Those who follow my 365daysofbiking journal will be aware that I’ve been a little bit obsessed with the rising water level at Chasewater over the summer and winter months. Since the lake was drained to enable improvement works to improve the dam and overflow resilience, it was considered that, unless we experienced very wet weather, the lake would take a good couple of years to refill.
The wet weather came. The lovely people at Chasewater Wildlife Group who were rain dancing eagerly in order to return the reservoir they loved back to health, clearly have meteorological powers they were previously unaware of. The rains came, and barely stopped. The water level rose and rose.
This cyclist spent most of the summer and winter tipping rainwater out of his boots, and there’s been a permanent rainbow over the radiator in the hall whereupon I dry my hat.
Now Chasewater can be considered nearly full. This is a remarkable and shocking achievement. It’s also, of course, historically notable, and why I’ve taken such great pains to record it.
Chasewater Wildlife Group themselves – apart from filling in their excellent running bird and wildlife diary – had been surprisingly quiet on the matter, mainly due to work commitments, but I’ve been eagerly anticipating their well informed take on the matter of refilling. They haven’t disappointed me.

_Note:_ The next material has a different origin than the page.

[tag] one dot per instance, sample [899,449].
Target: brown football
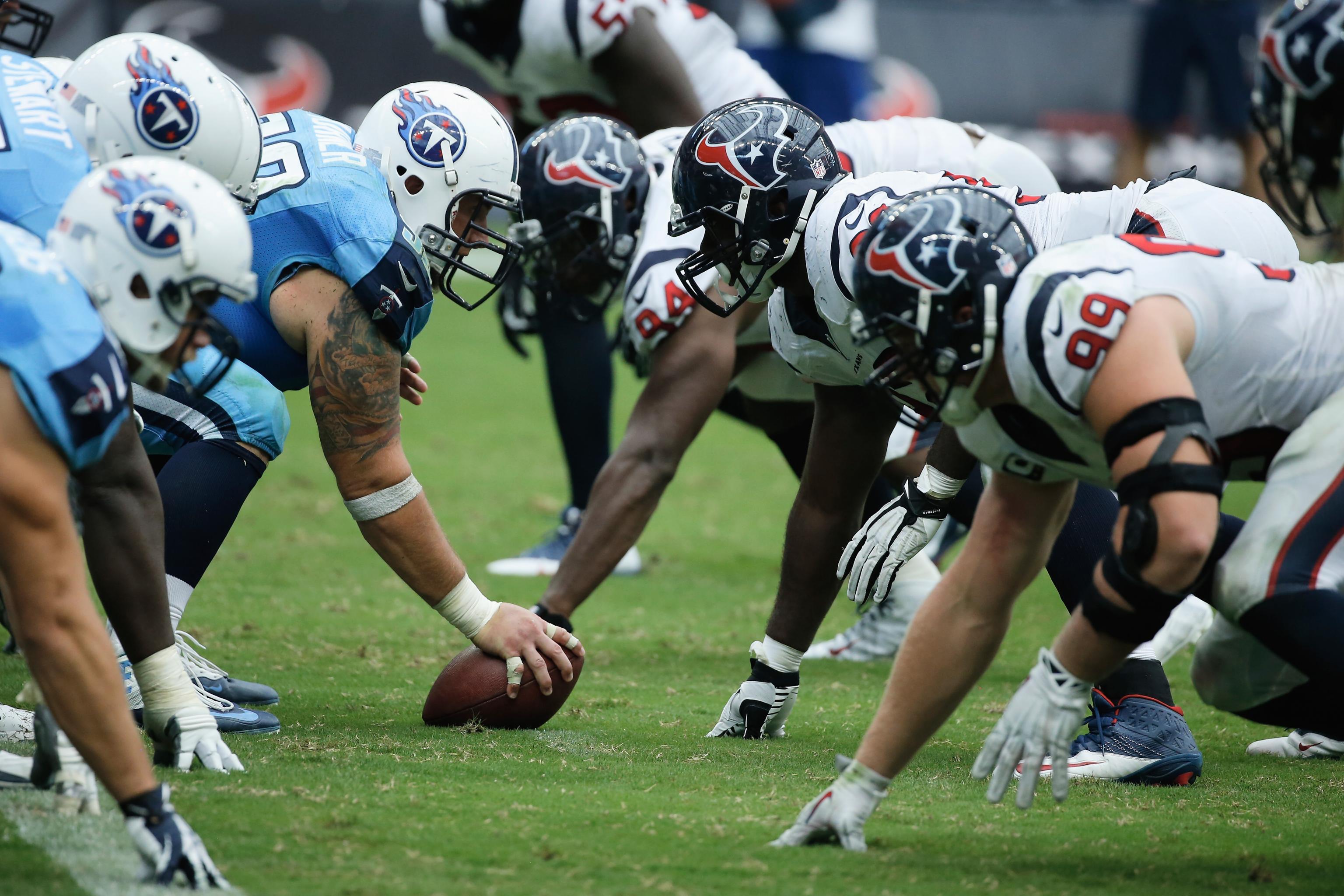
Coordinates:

The following monitoring data was taken on January 28th and has been provided by Staffs CC.
The reservoir level has risen 25cm in the last three weeks and now stands at 151.61m (0.52m below the overflow and 21cm above the Pool Rd culverts).
The reservoir has risen 6.43m in the last 12 months
The water level is now 0.49m above the Causeway invert, so Jeffries Pool is now filling as part of the main reservoir.

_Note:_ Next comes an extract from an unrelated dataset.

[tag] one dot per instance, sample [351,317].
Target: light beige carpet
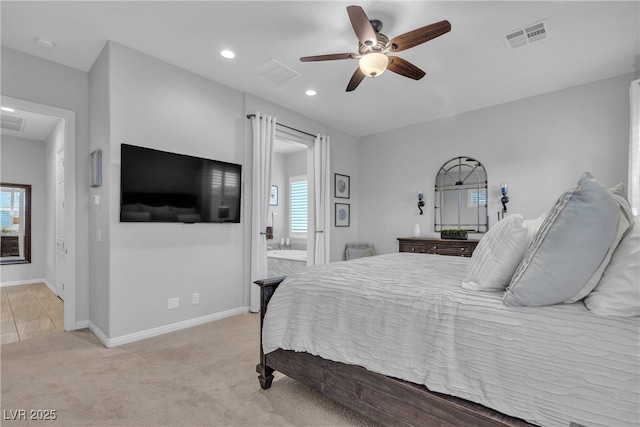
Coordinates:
[201,376]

V notch B downstream of the dam is nearly at its recorded highest level due to the reservoir being at its highest level at 108 l/min.
Flow through the sheet piles is at its highest level marginally at 60 l/m
V notch C in the canal basin has increased a small amount at 27 l/min but this has never changed significantly.

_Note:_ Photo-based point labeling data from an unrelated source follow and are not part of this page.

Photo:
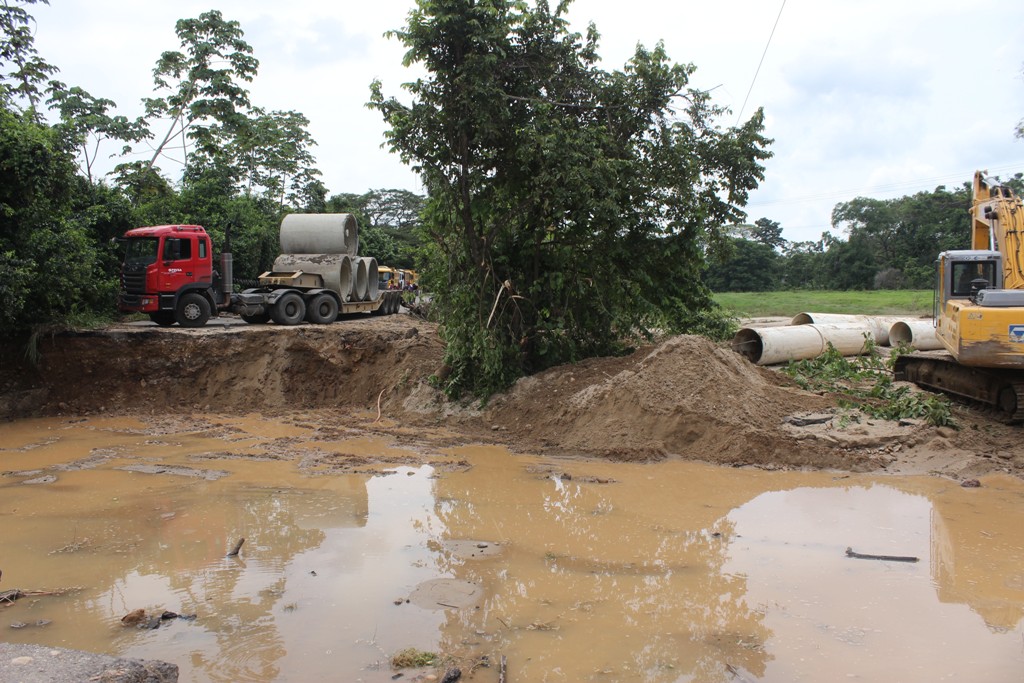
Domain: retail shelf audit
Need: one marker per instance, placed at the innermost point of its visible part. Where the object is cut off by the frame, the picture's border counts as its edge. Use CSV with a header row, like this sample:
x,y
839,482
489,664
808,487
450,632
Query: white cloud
x,y
869,97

The embankment was inspected and there was no evidence of seepage on the embankment at the toe or on the surface.
The reservoir now has an increased surface area, with Jeffries Pool rising as the same level at the main body of the reservoir. This has slowed the rate of rise during this month to an average of 8cm per week. It is estimated that the reservoir will be completely full in mid-March if weather patterns remain similar.
This is fascinating and welcome technical stuff that shows that the dam is in rude health and doing what it’s supposed to. In the last week alone, the level has increased a whole 200mm, or 8 inches. I’d say there’s less than a foot to go now before Chasewater is full.
It will be interesting to see if the authorities actually allow the water to overtop the weir and test the spillway and drain system I explored last summer. I hope they do – it would surely be a sight to see, last witnessed, I believe, in 2007.
Of course, getting here has been no easy ride, and Lichfield District Council can be considered to have had a fairly lucky escape. Having taken on a task they had no experience of, they managed it badly until being rescued by the more savvy hand of Staffordshire County Council. My criticisms of LDC over the whole matter still stand, and we’re very fortunate to see Chasewater full so quickly, which will hopefully ameliorate the worst effects of having stood empty for so long.
I hope the whole park now can look forward to decent management as it gradually transfers to Staffordshire County Council, and it can now be carefully monitored and maintained in a manner such that the rare species and remarkable ecology can recover from the immense trauma i has suffered.
Chasewater is a fantastic place, right on our doorstep. We must now resolve to keep it this way, for future generations to enjoy.